Migration to CDP Private Cloud Base

If you are a Spark user migrating from HDP to CDP and accessing Hive workloads through the Hive Warehouse Connector (HWC), consider migrating to CDP Private Cloud Base and based on your use cases, use the various HWC read modes to access Hive managed tables from Spark.

Use HWC JDBC Cluster mode

If the user does not have access to the file systems (restricted access), you can use HWC to submit HiveSQL from Spark with benefits of fine-grained access control (FGAC), row filtering and column masking, to securely access Hive tables from Spark.

However, if the size of your database query returns are less than 1 GB of data, it is recommended that you use HWC JDBC Cluster mode in which Spark executors connect to Hive through JDBC, and execute the query. Larger workloads are not recommended for JDBC reads in production due to slow performance.

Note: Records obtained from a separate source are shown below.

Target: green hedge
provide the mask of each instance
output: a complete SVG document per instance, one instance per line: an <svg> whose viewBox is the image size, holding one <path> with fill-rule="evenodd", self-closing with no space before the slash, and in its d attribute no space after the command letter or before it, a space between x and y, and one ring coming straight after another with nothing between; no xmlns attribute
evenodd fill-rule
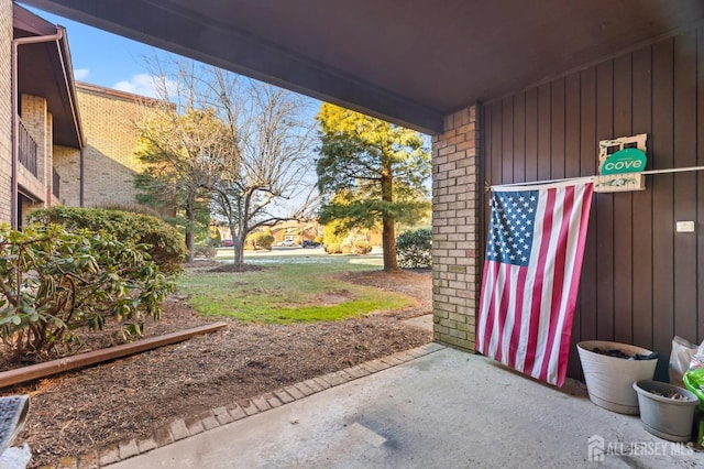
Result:
<svg viewBox="0 0 704 469"><path fill-rule="evenodd" d="M105 231L127 244L146 244L146 252L166 275L179 273L188 254L178 230L148 215L105 208L52 207L30 212L28 221L57 223L68 230Z"/></svg>

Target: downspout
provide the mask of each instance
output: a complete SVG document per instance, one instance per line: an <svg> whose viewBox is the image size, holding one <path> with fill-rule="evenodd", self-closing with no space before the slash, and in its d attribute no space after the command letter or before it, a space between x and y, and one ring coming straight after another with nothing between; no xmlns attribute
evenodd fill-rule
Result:
<svg viewBox="0 0 704 469"><path fill-rule="evenodd" d="M18 201L20 199L19 185L18 185L18 165L20 164L20 117L18 99L19 99L19 85L18 85L18 47L24 44L36 44L41 42L61 41L64 33L61 30L56 31L56 34L50 34L45 36L30 36L30 37L16 37L12 40L12 190L11 190L11 204L10 207L10 223L12 229L18 229Z"/></svg>

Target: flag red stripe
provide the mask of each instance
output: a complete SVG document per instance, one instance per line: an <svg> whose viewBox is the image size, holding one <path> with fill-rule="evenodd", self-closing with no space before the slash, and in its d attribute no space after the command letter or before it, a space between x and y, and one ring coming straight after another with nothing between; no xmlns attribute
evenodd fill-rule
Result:
<svg viewBox="0 0 704 469"><path fill-rule="evenodd" d="M572 209L574 206L574 187L566 187L564 189L564 198L561 205L562 207L562 222L559 227L558 244L554 252L554 270L553 270L553 284L552 288L552 309L558 314L550 315L550 327L548 329L548 341L546 343L542 367L540 369L539 379L546 380L548 378L548 368L551 364L556 364L551 361L552 348L556 341L556 334L558 334L558 321L563 314L562 304L562 285L564 284L564 268L568 248L568 236L570 231L570 221L572 219ZM557 229L557 227L556 227Z"/></svg>
<svg viewBox="0 0 704 469"><path fill-rule="evenodd" d="M580 206L580 227L578 231L578 242L576 242L576 252L584 252L584 244L586 242L586 227L590 222L590 209L591 205L588 201L592 199L592 193L594 187L588 185L583 188L584 194L581 195L580 199L582 205ZM571 279L570 279L570 292L566 304L568 312L574 312L574 306L576 305L576 295L580 290L580 272L582 272L582 255L576 255L572 265ZM564 324L562 325L562 342L560 343L560 355L558 357L558 362L561 363L560 373L558 374L557 385L562 386L564 383L564 377L566 375L568 360L570 359L570 337L572 332L572 320L574 319L574 314L568 314L564 318Z"/></svg>
<svg viewBox="0 0 704 469"><path fill-rule="evenodd" d="M505 279L504 282L504 293L502 294L502 301L498 305L498 330L496 331L496 337L498 342L496 343L496 353L495 353L495 360L497 361L504 361L503 360L503 350L504 350L504 325L506 324L506 317L508 315L508 305L509 305L509 299L510 299L510 270L512 270L512 265L510 264L504 264L501 263L499 264L499 270L503 270L504 272L502 272L503 277Z"/></svg>
<svg viewBox="0 0 704 469"><path fill-rule="evenodd" d="M492 294L493 285L496 282L496 275L494 274L494 264L495 263L492 261L486 261L484 263L484 279L482 281L482 295L480 303L482 305L482 308L484 308L484 302L486 301L485 295L488 295L490 305L486 310L484 310L483 320L480 321L480 325L484 326L485 329L483 334L480 334L480 337L477 338L479 340L476 342L476 350L485 355L488 351L488 340L492 337L492 325L494 324L494 308L492 307L492 304L494 302L494 295ZM492 288L487 288L487 284L491 284Z"/></svg>

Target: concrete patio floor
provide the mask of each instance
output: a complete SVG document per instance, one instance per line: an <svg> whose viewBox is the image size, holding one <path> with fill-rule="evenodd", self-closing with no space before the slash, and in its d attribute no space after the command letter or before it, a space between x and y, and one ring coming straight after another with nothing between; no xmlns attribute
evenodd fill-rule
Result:
<svg viewBox="0 0 704 469"><path fill-rule="evenodd" d="M694 468L704 454L597 407L580 383L558 390L438 347L110 467Z"/></svg>

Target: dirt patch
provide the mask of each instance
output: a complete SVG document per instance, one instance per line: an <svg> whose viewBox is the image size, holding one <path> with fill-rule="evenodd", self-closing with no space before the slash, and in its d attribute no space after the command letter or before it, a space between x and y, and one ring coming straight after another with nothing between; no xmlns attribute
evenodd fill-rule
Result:
<svg viewBox="0 0 704 469"><path fill-rule="evenodd" d="M208 336L3 389L2 395L31 396L26 425L13 445L29 443L34 455L31 467L56 465L64 456L146 437L176 418L243 403L432 340L431 332L398 320L430 313L428 273L371 272L345 279L407 294L416 305L391 316L336 323L258 326L223 319L228 327ZM344 295L334 292L332 296L338 296L337 301ZM164 305L162 320L147 324L145 335L221 320L196 315L184 299L172 296ZM84 350L111 343L109 335L88 334ZM0 369L11 367L0 360Z"/></svg>

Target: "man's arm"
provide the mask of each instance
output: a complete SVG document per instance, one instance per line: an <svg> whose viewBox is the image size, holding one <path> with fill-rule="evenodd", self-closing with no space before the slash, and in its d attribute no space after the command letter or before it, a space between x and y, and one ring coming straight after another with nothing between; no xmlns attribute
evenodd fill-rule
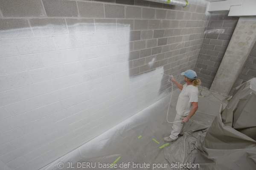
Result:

Use HWC Secure access mode

If the user does not have access to the file systems (restricted access) and if the size of database query returns are greater than 1 GB of data, it is recommended to use HWC Secure access mode that offers fine-grained access control (FGAC), row filtering and column masking to access Hive table data from Spark.

Secure access mode enables you to set up an HDFS staging location to temporarily store Hive files that users need to read from Spark and secure the data using Ranger FGAC.

Use HWC Direct reader mode

If the user has access to the file systems (ETL jobs do not require authorization and run as super user) and if you are accessing Hive managed tables, you can use the HWC Direct reader mode to allow Spark to read directly from the managed table location.

If you are querying Hive external tables, use Spark native readers to read the external tables from Spark.